The Electronics Communications Privacy Act (ECPA) of 1986 prohibits the internal interception of emails and phone calls of employees on employer provided equipment unless a valid business reason for monitoring employees are enumerated in a media policy or employee handbook. According to Caron Beasley, an SBA Consultant, if an employer’s Media policy is ambiguous or not being followed than usually any breech will be found in favor of the employee as personal calls and emails are not to be monitored according to the ECPA. In some cases the ECPA is being added as a count for damages in litigation against the employer. It seems more and more boundaries between personal and work life are hazy and blurred when social media is in the mix. If personal opinions are expressed through social media and it talks or targets a particular employer or a particular employee it can raise ethical issues for the employer.
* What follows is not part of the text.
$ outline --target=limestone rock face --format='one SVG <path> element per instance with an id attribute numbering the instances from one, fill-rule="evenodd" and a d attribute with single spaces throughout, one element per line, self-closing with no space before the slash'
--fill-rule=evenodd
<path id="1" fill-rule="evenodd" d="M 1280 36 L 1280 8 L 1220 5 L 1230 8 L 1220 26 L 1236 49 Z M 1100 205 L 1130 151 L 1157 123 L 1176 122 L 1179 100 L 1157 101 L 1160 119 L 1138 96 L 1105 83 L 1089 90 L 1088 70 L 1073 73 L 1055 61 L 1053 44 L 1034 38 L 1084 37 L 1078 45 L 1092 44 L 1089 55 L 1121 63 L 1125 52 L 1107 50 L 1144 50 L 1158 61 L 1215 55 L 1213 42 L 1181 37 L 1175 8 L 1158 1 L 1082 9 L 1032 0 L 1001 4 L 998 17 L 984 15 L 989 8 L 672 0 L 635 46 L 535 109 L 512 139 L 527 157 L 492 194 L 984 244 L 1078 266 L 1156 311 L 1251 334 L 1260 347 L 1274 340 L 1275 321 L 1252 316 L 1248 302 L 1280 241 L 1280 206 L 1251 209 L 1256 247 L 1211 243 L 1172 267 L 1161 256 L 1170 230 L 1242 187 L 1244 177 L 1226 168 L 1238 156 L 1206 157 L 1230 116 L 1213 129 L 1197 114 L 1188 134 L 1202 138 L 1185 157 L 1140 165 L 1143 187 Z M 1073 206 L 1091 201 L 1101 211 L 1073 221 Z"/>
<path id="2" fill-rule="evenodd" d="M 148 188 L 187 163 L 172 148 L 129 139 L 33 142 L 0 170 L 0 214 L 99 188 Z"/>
The blurring of personal and work life boundaries can make it difficult for companies to uphold their duty of care to employees to prevent such things as cyber-bullying or sexual harassment. On the other hand the employer maybe breaching privacy laws as well as interfering with protected concerted activity. What is concerted activity and why is it protected? In 1935, then President Franklin D Roosevelt signed into being the National Labor Relations Act also known as the Wagner Act named for the Senator that sponsored the bill. NLRA was enacted to protect the rights of employees in the private sector to have the ability to discuss organizing and workplace issues with coworkers to engage in collective bargaining to take part in strikes and other forms of “concerted activity”.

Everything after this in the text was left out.